Research Suggests Every Teacher Should:

  1. Build disciplinary and world knowledge.  (AKA Background knowledge)
  2. Provide exposure to a volume and range of texts.
  3. Provide motivating texts and contexts for reading.
  4. Teach strategies for comprehending.
  5. Teach text structures.
  6. Engage students in discussion.
  7. Build vocabulary and language knowledge.
  8. Integrate reading and writing.
  9. Observe and assess.
  10. Differentiate instruction (Samuels & Farstrup, 2012, p. 52).

This list comes from my  new favorite book, What Research Says About Reading Instruction.  I just discovered there’s also a What Research Says About Vocabulary Instruction which I’ve put on my Amazon wish list.
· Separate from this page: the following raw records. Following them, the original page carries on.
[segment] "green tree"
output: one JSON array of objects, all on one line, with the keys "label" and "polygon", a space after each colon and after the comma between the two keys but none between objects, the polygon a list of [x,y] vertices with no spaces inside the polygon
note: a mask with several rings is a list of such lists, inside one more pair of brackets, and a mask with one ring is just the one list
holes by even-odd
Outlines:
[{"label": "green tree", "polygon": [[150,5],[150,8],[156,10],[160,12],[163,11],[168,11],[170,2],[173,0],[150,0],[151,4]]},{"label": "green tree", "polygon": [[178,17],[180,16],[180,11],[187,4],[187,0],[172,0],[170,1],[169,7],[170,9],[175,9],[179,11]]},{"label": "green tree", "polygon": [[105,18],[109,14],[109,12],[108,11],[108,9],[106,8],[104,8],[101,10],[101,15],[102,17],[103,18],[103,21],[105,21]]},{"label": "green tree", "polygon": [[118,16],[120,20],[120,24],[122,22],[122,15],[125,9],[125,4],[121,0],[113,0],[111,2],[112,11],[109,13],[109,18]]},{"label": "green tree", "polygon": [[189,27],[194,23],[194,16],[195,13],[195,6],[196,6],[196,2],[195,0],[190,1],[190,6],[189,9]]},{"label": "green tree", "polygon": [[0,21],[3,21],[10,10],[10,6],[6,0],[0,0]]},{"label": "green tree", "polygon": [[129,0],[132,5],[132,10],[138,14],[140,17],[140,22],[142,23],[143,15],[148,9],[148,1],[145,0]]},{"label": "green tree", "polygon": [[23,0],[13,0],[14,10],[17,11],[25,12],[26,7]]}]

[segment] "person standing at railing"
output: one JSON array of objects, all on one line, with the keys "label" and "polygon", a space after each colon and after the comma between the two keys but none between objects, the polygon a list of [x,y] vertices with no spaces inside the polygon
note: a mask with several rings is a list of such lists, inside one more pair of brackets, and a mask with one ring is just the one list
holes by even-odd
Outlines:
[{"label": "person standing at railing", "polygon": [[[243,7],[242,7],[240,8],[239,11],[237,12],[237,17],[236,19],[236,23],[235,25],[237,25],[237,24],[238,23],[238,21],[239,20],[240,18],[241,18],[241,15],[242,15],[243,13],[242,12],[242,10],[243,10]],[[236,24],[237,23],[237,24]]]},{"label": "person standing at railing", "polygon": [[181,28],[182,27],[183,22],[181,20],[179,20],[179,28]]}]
I don’t think any of this is new news to anyone teaching reading, but it is wonderfully affirming news.  I realize that my weakness has been teaching text structure in non-fiction reading.  I’ve busily been collecting information on structure so I can work with it more than usual next year.  Last year my focus was student discussion.  I’ve been preparing a website at Collaborative Classroom to have my students have online discussions as “boardwork” when they enter the room, exit tickets before they leave the room, or in-depth discussions in the middle or for homework.  I love online discussions as it makes it possible for the teacher to monitor all the discussions not just those in earshot.

Samuels, S. J., & Farstrup, A. E. (2012). What research has to say about reading instruction. (fourth ed.). Newark, DE: International Reading Association.